Transportation from Ireland for crimes committed in Ireland, lasted from 1791 to 1853, ending 15 years earlier than transportation from England. The records of the Chief Secretary's Office, which had responsibility for the Penal system, are the major Irish source of information on transportees. Not all of the relevant records have survived, particularly for the period before 1836, but what does exist can provide a wealth of information. The records were formerly housed in the State Paper Office in Dublin Castle, which is now part of the National Archives of Ireland (NAI). The principal classes of relevant records are as follows:
Prisoners' Petitions and Cases, 1788-1836: these consist of petitions to the Lord Lieutenant for commutation or remission of sentence, and record the crime, trial, sentence, place of origin and family circumstances.

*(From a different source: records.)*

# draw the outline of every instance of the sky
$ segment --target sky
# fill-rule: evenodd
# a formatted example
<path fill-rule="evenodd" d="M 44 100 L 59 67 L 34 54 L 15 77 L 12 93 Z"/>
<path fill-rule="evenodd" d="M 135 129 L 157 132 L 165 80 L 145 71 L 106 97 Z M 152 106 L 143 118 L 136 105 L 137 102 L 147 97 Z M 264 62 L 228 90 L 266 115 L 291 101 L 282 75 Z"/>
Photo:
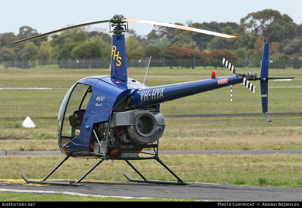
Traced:
<path fill-rule="evenodd" d="M 295 23 L 302 24 L 300 0 L 10 0 L 1 2 L 0 33 L 12 32 L 17 35 L 20 27 L 25 25 L 44 33 L 68 25 L 109 20 L 116 14 L 128 19 L 184 24 L 190 20 L 193 23 L 214 21 L 239 24 L 249 13 L 266 9 L 278 10 L 288 15 Z M 152 25 L 142 23 L 129 23 L 128 26 L 143 35 L 154 28 Z M 106 28 L 109 32 L 108 23 L 92 27 Z"/>

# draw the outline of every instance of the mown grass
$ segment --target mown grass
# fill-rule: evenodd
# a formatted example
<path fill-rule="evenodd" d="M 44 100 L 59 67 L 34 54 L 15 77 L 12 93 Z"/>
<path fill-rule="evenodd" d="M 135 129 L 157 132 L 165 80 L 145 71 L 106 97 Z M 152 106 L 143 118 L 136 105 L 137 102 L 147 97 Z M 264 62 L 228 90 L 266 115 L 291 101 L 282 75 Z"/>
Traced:
<path fill-rule="evenodd" d="M 227 69 L 171 70 L 166 68 L 151 69 L 146 84 L 153 86 L 209 78 L 213 70 L 217 77 L 233 75 Z M 252 70 L 260 73 L 259 69 L 236 69 L 240 73 Z M 142 82 L 145 69 L 132 69 L 131 72 L 129 70 L 128 75 Z M 57 116 L 68 89 L 77 80 L 87 76 L 110 74 L 107 69 L 9 68 L 0 70 L 0 88 L 63 88 L 0 89 L 0 117 L 19 118 L 0 119 L 1 151 L 57 150 L 56 119 L 39 117 Z M 269 73 L 271 76 L 297 77 L 290 81 L 270 80 L 270 86 L 301 85 L 302 70 L 273 70 Z M 253 83 L 259 87 L 258 82 Z M 262 112 L 259 87 L 255 94 L 240 84 L 233 87 L 233 102 L 230 101 L 229 88 L 226 88 L 163 103 L 161 104 L 161 112 L 169 115 Z M 302 88 L 270 88 L 268 90 L 269 112 L 302 112 Z M 27 116 L 31 117 L 37 127 L 21 127 L 21 124 Z M 270 123 L 263 115 L 165 118 L 167 125 L 159 140 L 161 149 L 300 149 L 302 144 L 302 118 L 300 115 L 269 116 L 272 120 Z M 302 187 L 300 155 L 161 155 L 161 158 L 186 182 Z M 5 171 L 0 171 L 0 178 L 21 178 L 20 174 L 24 174 L 29 178 L 43 178 L 62 159 L 62 156 L 1 157 L 2 169 Z M 175 180 L 156 161 L 147 162 L 148 168 L 146 161 L 136 161 L 133 164 L 149 179 Z M 69 158 L 50 178 L 78 179 L 96 162 L 95 160 Z M 114 161 L 113 164 L 104 162 L 87 177 L 125 180 L 122 174 L 125 172 L 132 177 L 138 177 L 126 163 Z M 6 197 L 8 194 L 2 194 L 0 197 Z M 14 197 L 15 200 L 22 200 L 18 198 L 21 197 L 19 195 L 12 194 L 16 196 Z M 25 200 L 39 200 L 32 195 L 29 197 L 34 197 L 29 198 L 33 199 Z M 64 197 L 64 200 L 72 198 Z M 45 201 L 58 201 L 57 197 L 55 199 L 48 200 L 47 197 L 44 199 Z M 78 199 L 72 200 L 91 200 L 89 197 Z"/>
<path fill-rule="evenodd" d="M 98 197 L 91 195 L 87 196 L 73 196 L 59 193 L 53 195 L 0 193 L 0 200 L 2 202 L 186 202 L 194 201 L 190 199 L 127 199 L 113 197 Z M 36 206 L 36 203 L 34 206 Z M 38 203 L 37 204 L 40 204 Z"/>
<path fill-rule="evenodd" d="M 302 159 L 300 155 L 160 155 L 162 160 L 184 181 L 188 182 L 302 187 Z M 43 178 L 62 159 L 62 156 L 7 156 L 0 158 L 0 178 Z M 70 158 L 49 180 L 69 180 L 80 178 L 97 161 Z M 155 160 L 131 163 L 149 180 L 177 180 Z M 147 166 L 146 165 L 147 165 Z M 31 167 L 33 168 L 29 168 Z M 104 161 L 85 179 L 125 180 L 123 174 L 140 177 L 124 161 Z"/>
<path fill-rule="evenodd" d="M 302 117 L 166 116 L 161 150 L 300 149 Z M 32 118 L 36 126 L 22 127 L 23 118 L 0 120 L 0 151 L 58 150 L 55 119 Z"/>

State Prisoners' Petitions: these specifically concern those arrested for participation in the 1798 rebellion, and record the same information as the main series of petitions.
Convict Reference Files, from 1836: these continue the earlier petitions series and can include a wide range of additional material.
Transportation Registers, from 1836: these record all the names of those sentenced to death or transportation, giving the name of the transport ship or the place of detention, are sometimes given as well.
Male Convict Register, 1842-1847: in addition to the information supplied by the Transportation Registers, this volume also gives physical descriptions of the convicts.
Register of Convicts on Convict Ships, 1851-1853: this gives the names, dates and counties of trial of those transported to Van Dieman's land and Western Australia for the period covered.
Free Settlers' Papers, 1828-1852: after serving a minimum of four years, male convicts had the right to request a free passage for their wife and family to join them. The Papers contain lists of those making such a request, along with transportation details and the names and addresses of the wives. A number of petitions from husbands and wives, and prisoners' letters, are also included.
These records were microfilmed and a database was presented to the Australian government and can now be found in many State archives. The NAI retains copies and the database, in particular, can save a great deal of time and effort. www.nationalarchives.ie Early convict arrivals records, making up some of the gaps in the NAI material, are also online at www.pcug.org.au/~ppmay/convicts.htm (Irish Convicts to Australia 1791-1815).